Глеб был дома, и бабка Сидорченко ругала его.
— Отдай, говорю, деньги! — кричала она, терзая пухлыми пальцами цветастый фартук.
— Бабуся, да я же сказал: потом, — жалобно отвечал Глеб и так кривил свой рот, будто хотел заплакать.
— Отец послал тебе на квартплату, куда задевал? — краснела Сидорченко. — Отдай, говорю, не то выставлю на мороз, стиляжка несчастный!
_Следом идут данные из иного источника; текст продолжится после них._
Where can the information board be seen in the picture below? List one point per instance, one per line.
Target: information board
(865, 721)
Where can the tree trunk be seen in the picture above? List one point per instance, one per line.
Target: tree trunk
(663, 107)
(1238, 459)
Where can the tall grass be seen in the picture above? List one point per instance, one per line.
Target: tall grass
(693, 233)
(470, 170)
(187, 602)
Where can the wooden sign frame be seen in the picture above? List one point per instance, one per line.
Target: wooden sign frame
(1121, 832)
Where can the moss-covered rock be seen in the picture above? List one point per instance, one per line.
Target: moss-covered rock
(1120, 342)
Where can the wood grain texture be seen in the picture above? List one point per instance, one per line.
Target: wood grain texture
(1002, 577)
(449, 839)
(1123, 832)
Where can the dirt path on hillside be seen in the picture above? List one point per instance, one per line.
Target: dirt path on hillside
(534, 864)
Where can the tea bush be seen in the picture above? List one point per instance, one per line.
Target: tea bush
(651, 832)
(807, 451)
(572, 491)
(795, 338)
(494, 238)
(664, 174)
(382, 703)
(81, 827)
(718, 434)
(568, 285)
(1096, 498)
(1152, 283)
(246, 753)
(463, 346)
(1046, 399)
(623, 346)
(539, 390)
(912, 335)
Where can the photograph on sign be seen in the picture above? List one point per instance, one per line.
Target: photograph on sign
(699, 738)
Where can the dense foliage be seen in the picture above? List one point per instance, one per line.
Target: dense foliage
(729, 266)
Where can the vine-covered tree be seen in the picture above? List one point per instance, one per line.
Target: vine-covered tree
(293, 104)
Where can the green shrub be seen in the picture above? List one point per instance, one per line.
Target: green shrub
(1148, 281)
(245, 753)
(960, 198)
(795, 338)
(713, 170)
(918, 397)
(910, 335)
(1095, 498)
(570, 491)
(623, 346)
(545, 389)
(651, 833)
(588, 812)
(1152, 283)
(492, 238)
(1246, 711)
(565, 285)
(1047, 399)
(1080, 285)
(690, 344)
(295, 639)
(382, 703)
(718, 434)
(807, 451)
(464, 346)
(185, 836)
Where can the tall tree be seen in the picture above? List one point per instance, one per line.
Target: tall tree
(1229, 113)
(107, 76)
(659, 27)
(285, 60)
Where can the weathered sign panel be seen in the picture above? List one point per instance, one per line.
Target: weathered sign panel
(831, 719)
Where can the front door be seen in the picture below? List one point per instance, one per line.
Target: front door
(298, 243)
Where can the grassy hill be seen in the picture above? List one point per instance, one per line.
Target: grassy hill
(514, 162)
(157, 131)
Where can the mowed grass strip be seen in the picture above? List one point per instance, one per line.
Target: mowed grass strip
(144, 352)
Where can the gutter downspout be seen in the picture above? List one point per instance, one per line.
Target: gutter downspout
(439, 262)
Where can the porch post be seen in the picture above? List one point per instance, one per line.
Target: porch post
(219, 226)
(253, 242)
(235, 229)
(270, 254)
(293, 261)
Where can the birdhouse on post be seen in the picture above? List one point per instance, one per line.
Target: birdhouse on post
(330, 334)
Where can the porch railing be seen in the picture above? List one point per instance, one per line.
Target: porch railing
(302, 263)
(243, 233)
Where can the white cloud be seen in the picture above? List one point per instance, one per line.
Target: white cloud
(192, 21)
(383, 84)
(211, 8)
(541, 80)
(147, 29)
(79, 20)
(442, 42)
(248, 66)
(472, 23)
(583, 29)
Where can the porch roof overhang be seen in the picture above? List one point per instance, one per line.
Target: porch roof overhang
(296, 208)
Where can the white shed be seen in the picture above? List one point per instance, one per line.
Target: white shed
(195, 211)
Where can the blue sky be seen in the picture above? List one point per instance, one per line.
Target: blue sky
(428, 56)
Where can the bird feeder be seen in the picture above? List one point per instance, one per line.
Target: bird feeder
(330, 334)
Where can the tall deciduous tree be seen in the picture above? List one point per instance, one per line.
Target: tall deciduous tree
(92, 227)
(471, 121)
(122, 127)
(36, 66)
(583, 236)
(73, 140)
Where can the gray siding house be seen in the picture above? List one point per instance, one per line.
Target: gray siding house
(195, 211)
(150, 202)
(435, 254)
А какой Глеб стиляжка? Только штаны узкие, да и то купил на барахолке, а пиджак, наверно, довоенной моды, с плечами на вате, как у школьного завхоза в праздник. Надо бы давно вытащить эту дурацкую вату.
Петька бросил ранец на койку, полез в карман и отсчитал бабке три рубля. Сидорченко ласково взяла деньги, погладила Петьку по голове, хотела чмокнуть мокрыми губами. Петька увернулся. Бабка вздохнула, сказала Глебу:
— Ты, Самохин, смотри у меня… Я строгая… — Бабка строго повернулась и пошла за дверь. Седые, скрученные в узел волосы, тяжелая спина, толстые ноги в суконных шлепанцах — все было очень строгое.